Miso soup is always a win-win option. In 5 minutes in the kitchen you get:
- light dinner: always tasty, quite satisfying, good balance of nutrients
- fermentation = gut health
- options: you can always add more silk tofu, shiitake and other mushrooms, even frozen syfood
Miso soup reverently bears the name of its main ingredient — miso soy paste. Miso paste occupies almost as important a place in Japanese culture and cooking as rice. And for health, it plays an important role.
Miso paste is a fermented soy bean mousse with the addition of koji yeast starter (Aspergillus oryzae) and a grain base made from rice or barley.
Different regions and with different traditions and origins produce different miso paste. Traditionally, the paste has a light yellow to almost black color, salty or sweeter in taste. The darker the paste, the richer the taste will be.
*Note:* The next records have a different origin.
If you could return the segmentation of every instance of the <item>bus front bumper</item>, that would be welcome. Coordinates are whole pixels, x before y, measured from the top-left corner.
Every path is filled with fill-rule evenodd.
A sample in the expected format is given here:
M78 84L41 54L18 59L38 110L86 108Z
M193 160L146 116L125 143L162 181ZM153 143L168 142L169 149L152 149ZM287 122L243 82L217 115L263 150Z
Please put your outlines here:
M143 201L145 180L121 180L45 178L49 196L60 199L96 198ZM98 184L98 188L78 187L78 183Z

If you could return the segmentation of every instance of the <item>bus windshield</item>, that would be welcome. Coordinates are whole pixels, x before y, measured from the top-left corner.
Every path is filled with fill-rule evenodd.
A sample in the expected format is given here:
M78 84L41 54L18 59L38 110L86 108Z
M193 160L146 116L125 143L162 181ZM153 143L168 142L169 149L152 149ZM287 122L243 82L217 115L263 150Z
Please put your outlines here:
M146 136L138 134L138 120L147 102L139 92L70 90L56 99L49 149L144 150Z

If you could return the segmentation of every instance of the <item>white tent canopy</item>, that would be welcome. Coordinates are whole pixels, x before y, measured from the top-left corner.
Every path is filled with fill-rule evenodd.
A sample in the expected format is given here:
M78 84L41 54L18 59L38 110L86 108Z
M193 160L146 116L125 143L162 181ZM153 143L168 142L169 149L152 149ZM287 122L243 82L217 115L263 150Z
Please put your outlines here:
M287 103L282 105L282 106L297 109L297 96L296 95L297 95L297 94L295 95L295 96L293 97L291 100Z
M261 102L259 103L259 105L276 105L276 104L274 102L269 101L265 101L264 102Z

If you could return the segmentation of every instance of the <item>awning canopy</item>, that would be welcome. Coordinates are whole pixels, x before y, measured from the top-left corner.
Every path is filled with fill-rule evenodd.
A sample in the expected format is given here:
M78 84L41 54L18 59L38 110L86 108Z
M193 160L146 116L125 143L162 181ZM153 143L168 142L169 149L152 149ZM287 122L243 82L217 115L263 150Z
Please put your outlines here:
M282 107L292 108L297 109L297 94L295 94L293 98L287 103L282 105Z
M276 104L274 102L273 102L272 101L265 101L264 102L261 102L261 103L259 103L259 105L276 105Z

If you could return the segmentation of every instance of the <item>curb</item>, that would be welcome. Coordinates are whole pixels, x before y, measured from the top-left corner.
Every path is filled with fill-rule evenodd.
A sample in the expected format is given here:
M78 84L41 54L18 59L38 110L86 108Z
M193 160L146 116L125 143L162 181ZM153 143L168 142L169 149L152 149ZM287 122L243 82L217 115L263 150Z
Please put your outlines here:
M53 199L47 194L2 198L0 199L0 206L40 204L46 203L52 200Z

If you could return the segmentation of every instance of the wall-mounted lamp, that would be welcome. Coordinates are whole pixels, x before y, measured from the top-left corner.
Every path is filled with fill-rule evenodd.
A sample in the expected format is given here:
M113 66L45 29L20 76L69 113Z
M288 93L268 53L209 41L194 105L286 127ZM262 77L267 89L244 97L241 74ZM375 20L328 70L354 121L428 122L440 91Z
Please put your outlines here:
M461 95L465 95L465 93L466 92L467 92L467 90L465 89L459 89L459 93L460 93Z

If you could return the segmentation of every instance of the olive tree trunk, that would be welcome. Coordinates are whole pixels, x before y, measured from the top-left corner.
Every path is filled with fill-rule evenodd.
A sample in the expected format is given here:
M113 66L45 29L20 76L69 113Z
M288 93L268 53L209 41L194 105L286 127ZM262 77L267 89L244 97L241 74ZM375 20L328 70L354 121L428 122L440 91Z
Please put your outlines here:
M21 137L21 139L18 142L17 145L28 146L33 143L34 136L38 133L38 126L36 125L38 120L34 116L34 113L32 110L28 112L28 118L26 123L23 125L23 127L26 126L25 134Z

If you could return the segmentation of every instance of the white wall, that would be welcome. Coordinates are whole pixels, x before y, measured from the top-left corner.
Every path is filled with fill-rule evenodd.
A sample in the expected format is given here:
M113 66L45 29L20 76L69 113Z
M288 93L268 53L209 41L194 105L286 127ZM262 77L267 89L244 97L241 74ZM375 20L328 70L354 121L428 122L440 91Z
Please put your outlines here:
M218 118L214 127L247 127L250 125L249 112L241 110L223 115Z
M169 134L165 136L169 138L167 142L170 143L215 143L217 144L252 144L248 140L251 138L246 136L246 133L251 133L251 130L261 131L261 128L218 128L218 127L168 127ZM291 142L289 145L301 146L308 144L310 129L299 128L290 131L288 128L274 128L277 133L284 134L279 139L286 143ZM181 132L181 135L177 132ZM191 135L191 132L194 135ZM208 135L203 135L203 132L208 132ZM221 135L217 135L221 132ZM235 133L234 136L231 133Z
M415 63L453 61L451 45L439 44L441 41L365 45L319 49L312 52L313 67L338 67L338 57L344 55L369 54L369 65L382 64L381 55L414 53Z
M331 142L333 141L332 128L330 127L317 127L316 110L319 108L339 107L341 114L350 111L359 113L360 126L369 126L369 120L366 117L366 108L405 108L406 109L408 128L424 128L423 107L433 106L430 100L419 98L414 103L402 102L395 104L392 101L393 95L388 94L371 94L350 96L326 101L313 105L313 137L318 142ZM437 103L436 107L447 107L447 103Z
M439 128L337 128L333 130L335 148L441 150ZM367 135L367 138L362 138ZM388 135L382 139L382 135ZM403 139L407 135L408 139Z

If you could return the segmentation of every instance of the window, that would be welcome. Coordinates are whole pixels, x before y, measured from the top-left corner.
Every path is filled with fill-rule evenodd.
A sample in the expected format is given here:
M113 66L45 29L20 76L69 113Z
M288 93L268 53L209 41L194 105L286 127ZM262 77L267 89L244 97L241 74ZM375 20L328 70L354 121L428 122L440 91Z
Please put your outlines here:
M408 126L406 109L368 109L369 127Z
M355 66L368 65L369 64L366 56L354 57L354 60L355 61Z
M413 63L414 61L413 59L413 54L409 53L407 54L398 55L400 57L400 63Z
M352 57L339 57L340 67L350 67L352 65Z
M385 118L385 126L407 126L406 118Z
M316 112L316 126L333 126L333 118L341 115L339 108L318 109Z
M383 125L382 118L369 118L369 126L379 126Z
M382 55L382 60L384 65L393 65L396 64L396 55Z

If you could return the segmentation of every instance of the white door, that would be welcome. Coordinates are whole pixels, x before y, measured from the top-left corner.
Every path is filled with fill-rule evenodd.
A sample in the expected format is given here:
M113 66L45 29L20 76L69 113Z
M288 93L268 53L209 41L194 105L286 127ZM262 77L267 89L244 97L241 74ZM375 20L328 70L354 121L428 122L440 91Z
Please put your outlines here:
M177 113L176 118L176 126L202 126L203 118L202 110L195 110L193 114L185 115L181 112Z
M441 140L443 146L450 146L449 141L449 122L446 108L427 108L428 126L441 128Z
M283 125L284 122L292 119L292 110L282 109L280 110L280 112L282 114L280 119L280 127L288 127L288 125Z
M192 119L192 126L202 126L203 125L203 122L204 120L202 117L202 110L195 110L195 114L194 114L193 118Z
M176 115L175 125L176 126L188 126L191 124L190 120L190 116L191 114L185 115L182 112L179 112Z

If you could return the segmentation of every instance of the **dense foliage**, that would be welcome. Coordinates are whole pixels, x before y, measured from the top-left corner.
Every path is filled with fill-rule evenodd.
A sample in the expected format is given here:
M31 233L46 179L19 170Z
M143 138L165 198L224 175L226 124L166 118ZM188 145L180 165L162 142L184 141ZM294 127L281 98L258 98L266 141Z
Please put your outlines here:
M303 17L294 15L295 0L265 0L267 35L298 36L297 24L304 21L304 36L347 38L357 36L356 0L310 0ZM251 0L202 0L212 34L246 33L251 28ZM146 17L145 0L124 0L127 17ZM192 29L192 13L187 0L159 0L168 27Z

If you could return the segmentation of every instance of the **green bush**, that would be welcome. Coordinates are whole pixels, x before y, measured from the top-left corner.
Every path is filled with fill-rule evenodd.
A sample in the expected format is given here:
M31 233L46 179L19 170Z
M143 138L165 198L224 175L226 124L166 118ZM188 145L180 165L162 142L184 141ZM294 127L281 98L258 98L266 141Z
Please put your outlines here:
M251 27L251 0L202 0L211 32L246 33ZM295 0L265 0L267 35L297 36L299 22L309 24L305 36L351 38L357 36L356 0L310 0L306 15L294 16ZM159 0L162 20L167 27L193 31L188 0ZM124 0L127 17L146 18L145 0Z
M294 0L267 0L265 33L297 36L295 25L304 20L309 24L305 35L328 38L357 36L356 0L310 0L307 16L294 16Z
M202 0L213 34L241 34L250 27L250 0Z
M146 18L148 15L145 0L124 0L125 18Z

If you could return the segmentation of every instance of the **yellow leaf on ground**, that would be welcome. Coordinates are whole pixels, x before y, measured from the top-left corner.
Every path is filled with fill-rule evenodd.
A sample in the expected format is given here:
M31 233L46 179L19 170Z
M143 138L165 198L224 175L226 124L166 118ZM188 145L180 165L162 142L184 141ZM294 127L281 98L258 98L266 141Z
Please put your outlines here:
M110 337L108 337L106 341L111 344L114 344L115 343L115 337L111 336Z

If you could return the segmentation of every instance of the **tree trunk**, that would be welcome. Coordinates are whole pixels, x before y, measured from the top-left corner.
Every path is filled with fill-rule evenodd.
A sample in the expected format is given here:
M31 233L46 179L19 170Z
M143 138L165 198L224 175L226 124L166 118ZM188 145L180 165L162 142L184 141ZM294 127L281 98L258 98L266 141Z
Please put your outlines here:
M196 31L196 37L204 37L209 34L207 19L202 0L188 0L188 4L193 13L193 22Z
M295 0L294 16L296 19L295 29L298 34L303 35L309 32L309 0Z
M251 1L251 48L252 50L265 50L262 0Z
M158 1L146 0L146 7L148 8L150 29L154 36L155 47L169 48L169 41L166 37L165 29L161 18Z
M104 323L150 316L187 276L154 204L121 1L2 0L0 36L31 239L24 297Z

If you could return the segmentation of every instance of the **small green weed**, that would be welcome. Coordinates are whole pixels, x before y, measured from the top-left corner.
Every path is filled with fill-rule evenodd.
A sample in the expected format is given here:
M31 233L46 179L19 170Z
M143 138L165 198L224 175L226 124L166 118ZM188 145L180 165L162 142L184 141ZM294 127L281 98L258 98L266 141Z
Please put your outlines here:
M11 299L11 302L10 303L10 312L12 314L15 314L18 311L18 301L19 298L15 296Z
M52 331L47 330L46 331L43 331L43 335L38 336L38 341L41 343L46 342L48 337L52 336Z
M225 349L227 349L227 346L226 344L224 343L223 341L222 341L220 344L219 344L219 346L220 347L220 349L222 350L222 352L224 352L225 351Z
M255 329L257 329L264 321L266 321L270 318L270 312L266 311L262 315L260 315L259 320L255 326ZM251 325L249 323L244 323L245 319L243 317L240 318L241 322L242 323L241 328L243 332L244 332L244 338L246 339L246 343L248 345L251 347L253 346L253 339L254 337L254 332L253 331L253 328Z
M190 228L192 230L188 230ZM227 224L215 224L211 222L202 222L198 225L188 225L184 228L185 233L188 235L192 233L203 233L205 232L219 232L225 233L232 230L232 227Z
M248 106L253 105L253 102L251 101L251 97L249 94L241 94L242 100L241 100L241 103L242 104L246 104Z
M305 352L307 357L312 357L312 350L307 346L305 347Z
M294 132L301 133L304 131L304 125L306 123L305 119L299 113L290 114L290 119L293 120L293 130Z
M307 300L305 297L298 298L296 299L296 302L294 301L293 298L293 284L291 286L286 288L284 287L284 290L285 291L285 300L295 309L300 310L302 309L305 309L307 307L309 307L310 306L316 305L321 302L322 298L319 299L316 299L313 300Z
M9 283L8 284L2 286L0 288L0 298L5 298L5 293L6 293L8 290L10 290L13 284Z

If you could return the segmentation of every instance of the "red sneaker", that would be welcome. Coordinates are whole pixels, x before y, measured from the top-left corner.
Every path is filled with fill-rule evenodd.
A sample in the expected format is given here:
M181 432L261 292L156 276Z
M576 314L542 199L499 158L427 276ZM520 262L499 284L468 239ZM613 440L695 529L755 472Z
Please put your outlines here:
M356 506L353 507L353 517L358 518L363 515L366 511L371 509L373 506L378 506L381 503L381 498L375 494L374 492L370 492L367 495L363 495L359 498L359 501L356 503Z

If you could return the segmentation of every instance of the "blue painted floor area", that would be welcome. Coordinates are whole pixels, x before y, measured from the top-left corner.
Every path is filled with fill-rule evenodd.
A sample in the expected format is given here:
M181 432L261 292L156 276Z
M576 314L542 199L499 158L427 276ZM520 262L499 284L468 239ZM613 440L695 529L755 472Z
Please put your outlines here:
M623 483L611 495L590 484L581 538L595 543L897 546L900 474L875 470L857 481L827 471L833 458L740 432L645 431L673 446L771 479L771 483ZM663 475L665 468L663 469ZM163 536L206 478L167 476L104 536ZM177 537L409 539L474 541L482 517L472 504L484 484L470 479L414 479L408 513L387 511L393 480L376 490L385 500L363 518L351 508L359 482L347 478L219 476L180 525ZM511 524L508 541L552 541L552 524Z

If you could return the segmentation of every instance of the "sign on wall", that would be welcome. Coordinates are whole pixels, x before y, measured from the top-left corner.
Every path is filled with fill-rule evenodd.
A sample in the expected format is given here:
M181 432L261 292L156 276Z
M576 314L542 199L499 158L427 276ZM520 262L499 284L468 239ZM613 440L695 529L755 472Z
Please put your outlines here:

Once, in an interview with one of the Japanese chefs, I read the following:”What is the main thing in making miso soup? Do not let the soup boil, otherwise the seaweed kombu will add a bitter taste to the broth, and the rest of the products, on the contrary, will lose their characteristic taste. We prefer not to overload the classic miso soup with ingredients and only put tofu, wakami seaweed and green onions. Sometimes egg or mushrooms are added“.
I wrote a little more about miso paste in the recipe for tuna in miso.
For the simplest, basic (and very tasty, self-sufficient) recipe you will need:
- 3 tbsp. dark miso paste (I use dark rice Clearspring), if you take light - 4 tbsp.
- 600-650 ml of water
- 3-4 tbsp dry seaweed wakam
- fish sauce 1-2 tsp (optional, but as for me with it — means more balance of flavors)
- 2-4 green onion feathers
- 1 tsp sesame seeds (optional)
- 50-100 g silk tofu (optional)
Heat the water in a saucepan. In hot but not boiling water, add miso. I love the rich taste, so I add 3 tbsp. dark miso paste, start with 1.5 tbsp, stirring gently, dissolve the pasta, try if not very saturated — add more. The main thing is not to boil. Pour in fish sauce, add wakame.
You can put the soup on a slow fire, but you can not let it boil. If you add mushrooms or syfood, we do it at this stage. Cover, let stand for 5-7 minutes, until the algae are completely soaked and straightened.
Give it a try. (If you suddenly oversalt - add a little water, if unsalted - add miso paste or more fish sauce to taste). Finely chop the green onions, silk tofu into cubes.
In miso soup you can add a pinch of sesame (white or black - it does not matter), you can sprinkle with sesame oil (optional), but these are already western options. My favorite winter breakfast supplement is basic miso soup on dark paste only with wakame and green onions.
Heat the water in a saucepan. In hot but not boiling water, add miso. I love the rich taste, so I add 3 tbsp. dark miso paste, start with 1.5 tbsp, stirring gently, dissolve the pasta, try if not very saturated — add more. The main thing is not to boil. Pour in fish sauce, add wakame.
You can put the soup on a slow fire, but you can not let it boil. If you add mushrooms or syfood, we do it at this stage. Cover, let stand for 5-7 minutes, until the algae are completely soaked and straightened.
Give it a try. (If you suddenly oversalt - add a little water, if unsalted - add miso paste or more fish sauce to taste). Finely chop the green onions, silk tofu into cubes.
In miso soup you can add a pinch of sesame (white or black - it does not matter), you can sprinkle with sesame oil (optional), but these are already western options. My favorite winter breakfast supplement is basic miso soup on dark paste only with wakame and green onions.